# E-350



## sno-mover (Jan 12, 2002)

A buddy of mine knows some one who is getting rid of a 98' E-350 15' cube van 5.4 V8 55k srw (I think) any idea what it is worth? 
Thanks Ray.:waving:


----------



## phillyplowking1 (Dec 19, 2001)

Ray, try looking on trucktrader.com .


----------



## Mike 97 SS (Aug 11, 2002)

Are you considering purchasing it? Just be careful with those 5.4s, they are KNOWN for blowing spark plugs out of the heads and it takes the threads in the head and coil pack with it. Very expensive job to get fixed. I read about this over on a Ford SVT Lightning board. It doesnt only happen to the Lightning, even though the Lightning is probably a better candidate due to it having a supercharger. Just letting you know what these motor tend to do.

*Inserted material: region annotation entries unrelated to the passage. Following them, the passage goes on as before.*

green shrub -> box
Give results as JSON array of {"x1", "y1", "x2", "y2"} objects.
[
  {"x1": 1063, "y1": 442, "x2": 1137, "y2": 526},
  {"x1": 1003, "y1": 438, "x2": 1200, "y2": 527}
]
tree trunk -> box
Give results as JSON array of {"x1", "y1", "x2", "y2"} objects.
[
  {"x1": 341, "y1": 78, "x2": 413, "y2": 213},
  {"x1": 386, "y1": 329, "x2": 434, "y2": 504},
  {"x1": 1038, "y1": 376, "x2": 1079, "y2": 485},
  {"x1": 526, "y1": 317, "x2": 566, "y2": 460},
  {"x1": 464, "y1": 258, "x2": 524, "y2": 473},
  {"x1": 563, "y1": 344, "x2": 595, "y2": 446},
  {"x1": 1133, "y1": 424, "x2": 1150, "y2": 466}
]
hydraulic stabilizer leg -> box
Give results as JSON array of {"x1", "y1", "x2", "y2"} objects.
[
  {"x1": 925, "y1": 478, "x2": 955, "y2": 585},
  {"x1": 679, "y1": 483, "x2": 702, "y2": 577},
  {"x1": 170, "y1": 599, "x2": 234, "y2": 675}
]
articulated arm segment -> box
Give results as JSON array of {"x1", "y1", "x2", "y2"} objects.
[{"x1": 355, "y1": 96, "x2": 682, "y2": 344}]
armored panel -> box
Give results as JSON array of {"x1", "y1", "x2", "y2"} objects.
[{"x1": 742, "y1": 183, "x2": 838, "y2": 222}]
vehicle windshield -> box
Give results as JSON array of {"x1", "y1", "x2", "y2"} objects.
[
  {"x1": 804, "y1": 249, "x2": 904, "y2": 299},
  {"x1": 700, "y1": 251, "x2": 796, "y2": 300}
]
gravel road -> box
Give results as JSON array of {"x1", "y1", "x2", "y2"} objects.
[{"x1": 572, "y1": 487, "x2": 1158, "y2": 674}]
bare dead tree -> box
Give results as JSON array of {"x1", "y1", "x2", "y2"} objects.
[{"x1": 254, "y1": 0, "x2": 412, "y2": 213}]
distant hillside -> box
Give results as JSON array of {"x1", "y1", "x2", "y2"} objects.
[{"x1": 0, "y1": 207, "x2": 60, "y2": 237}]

Mike


----------



## sno-mover (Jan 12, 2002)

Philyplowking1, I tried Auto trader, Kelly blue book and NADA, and all I could find were cargo vans. 

Mike,no I'm not interested in it its for my friend, Thanks for the heads up on the motor my uncle has a 5.4 in an f-250:salute: 

:waving:


----------



## phillyplowking1 (Dec 19, 2001)

Again try trucktrader.com and search for a similar cube van and compare prices.


----------